O Passado Sombrio de Paulo Pombolo no Uíge e o Impacto na Credibilidade do MPLA
LUANDA – Novas revelações obtidas pelo Agita News lançam uma sombra sobre a figura de Paulo Pombolo, atual Secretário-Geral do MPLA. As denúncias remontam ao seu período como Governador da província do Uíge, onde é acusado de ter orquestrado um esquema de desvio de património público que hoje ressurge como um entrave à sua permanência em cargos de alta relevância.
Património Público Escondido em “Lavras” e Fazendas
Segundo fontes locais e investigações conduzidas pelo Agita News, o mandato de Pombolo no Uíge terá sido marcado por uma gestão pouco transparente de recursos do Estado. Entre as acusações mais graves, destacam-se:
- Frota de Luxo e Autocarros: Pombolo é acusado de desviar várias viaturas de luxo e autocarros destinados ao transporte público, mantendo-os escondidos em lavras e propriedades privadas para evitar a fiscalização.
- Ambulâncias na Fazenda: O caso mais chocante refere-se à descoberta de várias ambulâncias, que deveriam servir o sistema de saúde precário da província, estacionadas na sua fazenda pessoal no Uíge. Este facto é apontado por críticos como uma prova da falta de sensibilidade social do dirigente.
“O Secretário-Geral Indigno” e o Fracasso Político
Dentro e for a do partido, cresce a voz daqueles que consideram Paulo Pombolo “indigno” do cargo de Secretário-Geral. O seu nome tem sido associado a uma postura de interferência direta na gestão de quadros, bloqueando a ascensão de jovens talentos e priorizando nomeações baseadas na lealdade pessoal em vez da competência.
Aliado a isto, a governação de João Lourenço é descrita por analistas próximos do Agita News como um “fracasso político”, incapaz de regenerar as fileiras do partido devido à manutenção de figuras com históricos de corrupção, como é o caso de Pombolo.
Litígios de Terras em Luanda
A atuação de Paulo Pombolo não se limita ao Uíge. Em Luanda, o dirigente tem sido citado em diversos litígios de terras, onde é acusado de utilizar a sua influência política para se apropriar de terrenos em zonas estratégicas, atropelando os direitos de cidadãos e comunidades locais.

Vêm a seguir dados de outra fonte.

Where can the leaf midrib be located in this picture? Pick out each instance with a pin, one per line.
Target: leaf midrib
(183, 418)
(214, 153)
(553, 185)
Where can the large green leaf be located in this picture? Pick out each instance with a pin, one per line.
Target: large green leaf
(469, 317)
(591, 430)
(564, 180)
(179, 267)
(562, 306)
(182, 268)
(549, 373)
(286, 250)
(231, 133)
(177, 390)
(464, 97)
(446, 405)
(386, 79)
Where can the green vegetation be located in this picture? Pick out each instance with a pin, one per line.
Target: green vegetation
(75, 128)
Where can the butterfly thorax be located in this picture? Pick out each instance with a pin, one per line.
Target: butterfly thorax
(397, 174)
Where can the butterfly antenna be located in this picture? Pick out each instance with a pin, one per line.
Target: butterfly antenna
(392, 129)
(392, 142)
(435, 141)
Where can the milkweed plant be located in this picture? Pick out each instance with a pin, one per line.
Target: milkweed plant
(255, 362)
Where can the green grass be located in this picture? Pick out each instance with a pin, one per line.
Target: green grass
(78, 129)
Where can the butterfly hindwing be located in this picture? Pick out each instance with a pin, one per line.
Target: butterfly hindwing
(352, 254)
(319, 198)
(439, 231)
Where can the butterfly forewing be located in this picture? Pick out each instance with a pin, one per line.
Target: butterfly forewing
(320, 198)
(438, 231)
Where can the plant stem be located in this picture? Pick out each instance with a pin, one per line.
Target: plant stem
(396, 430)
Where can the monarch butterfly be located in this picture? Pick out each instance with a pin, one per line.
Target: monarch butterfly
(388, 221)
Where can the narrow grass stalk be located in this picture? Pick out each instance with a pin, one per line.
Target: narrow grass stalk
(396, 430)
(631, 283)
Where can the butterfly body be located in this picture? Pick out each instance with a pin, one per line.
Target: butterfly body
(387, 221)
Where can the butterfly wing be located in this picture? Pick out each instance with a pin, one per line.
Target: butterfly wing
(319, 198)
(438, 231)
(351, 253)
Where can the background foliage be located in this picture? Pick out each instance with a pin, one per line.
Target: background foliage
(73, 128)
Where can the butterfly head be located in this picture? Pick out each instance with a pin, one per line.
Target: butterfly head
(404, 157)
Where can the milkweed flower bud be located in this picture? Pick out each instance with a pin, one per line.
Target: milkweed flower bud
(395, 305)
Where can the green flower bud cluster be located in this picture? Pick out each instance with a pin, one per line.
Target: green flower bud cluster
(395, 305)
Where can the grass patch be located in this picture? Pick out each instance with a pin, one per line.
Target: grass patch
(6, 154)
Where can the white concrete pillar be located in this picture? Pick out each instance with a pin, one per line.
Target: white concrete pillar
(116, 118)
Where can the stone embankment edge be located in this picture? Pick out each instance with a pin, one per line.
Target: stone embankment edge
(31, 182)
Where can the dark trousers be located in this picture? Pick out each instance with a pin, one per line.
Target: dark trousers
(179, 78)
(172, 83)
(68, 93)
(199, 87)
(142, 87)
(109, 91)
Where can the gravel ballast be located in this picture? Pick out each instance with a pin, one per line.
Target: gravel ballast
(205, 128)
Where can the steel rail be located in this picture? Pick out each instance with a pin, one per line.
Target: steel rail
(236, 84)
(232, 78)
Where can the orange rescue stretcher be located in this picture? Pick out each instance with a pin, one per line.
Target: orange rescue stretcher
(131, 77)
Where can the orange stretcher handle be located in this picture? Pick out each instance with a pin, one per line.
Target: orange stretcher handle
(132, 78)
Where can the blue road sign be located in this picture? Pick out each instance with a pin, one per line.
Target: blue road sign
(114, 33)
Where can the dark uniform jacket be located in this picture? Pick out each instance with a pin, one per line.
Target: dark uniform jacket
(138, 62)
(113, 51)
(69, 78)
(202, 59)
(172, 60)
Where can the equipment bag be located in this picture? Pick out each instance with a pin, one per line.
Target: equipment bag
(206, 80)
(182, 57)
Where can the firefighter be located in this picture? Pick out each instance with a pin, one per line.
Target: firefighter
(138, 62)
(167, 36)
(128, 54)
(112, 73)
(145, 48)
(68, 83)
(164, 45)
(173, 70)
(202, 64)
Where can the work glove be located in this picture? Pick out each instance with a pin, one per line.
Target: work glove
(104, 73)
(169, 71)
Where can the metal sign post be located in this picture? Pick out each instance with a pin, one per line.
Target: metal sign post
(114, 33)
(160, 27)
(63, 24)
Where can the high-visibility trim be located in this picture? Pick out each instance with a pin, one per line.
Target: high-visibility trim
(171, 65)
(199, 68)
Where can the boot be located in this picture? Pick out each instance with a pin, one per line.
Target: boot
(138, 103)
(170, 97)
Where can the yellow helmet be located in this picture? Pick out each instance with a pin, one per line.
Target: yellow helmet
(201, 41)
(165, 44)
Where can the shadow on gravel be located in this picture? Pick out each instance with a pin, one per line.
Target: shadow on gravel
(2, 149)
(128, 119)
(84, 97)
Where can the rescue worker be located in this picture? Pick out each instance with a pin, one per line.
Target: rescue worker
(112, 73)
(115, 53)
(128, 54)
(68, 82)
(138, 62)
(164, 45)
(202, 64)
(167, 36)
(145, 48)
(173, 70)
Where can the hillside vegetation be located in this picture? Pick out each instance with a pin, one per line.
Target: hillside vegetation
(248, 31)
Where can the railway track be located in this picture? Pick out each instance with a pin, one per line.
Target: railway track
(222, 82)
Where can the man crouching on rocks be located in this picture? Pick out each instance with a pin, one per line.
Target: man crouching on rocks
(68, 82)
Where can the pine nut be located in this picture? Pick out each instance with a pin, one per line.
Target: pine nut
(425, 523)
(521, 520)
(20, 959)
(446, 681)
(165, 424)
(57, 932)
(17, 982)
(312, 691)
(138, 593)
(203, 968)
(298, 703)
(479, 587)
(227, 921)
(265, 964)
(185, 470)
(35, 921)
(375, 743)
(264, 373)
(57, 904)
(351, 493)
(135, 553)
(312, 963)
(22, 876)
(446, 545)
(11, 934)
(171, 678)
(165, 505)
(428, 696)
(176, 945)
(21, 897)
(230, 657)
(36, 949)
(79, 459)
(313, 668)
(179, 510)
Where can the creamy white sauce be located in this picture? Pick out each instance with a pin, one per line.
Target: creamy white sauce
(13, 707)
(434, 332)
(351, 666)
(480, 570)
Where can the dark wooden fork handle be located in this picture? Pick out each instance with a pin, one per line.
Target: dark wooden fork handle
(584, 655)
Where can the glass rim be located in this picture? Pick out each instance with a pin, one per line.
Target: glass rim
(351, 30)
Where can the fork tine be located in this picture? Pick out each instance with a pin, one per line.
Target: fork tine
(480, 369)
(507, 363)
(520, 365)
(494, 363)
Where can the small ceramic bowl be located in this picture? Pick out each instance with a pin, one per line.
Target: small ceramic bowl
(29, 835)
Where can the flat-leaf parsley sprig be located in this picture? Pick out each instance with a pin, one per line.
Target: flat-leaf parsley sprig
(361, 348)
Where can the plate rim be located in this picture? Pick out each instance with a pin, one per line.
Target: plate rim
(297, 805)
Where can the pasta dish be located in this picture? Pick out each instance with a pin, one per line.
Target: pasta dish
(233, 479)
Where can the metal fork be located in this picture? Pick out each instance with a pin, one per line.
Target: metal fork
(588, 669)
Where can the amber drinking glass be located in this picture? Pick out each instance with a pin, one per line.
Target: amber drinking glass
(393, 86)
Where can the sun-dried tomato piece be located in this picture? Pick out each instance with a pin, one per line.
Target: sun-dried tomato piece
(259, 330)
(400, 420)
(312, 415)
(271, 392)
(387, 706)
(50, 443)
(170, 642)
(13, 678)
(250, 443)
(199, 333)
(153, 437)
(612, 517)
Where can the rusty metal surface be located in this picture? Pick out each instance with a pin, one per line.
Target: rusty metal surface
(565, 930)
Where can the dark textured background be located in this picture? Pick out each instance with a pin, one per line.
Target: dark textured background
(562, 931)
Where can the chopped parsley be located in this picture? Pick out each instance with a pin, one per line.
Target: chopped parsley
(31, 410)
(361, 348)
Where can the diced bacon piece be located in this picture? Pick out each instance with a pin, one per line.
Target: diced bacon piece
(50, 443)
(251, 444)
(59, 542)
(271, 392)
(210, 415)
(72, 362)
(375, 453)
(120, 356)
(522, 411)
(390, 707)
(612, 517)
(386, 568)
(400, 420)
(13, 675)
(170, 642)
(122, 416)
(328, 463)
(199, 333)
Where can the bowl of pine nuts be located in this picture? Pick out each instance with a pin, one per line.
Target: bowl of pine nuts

Estas ações, segundo fontes do SINSE, têm gerado um descontentamento silencioso mas profundo nas bases do MPLA, que veem na manutenção destes privilégios uma traição às promessas de “corrigir o que está mal”.
Análise: O Futuro do MPLA em Risco?
A permanência de figuras como Paulo Pombolo na cúpula do partido no poder fragiliza a imagem de Angola perante a comunidade internacional e alimenta a retórica de críticos externos, incluindo o crescimento de figuras como André Ventura em Portugal, que utilizam estes casos de corrupção como bandeira política.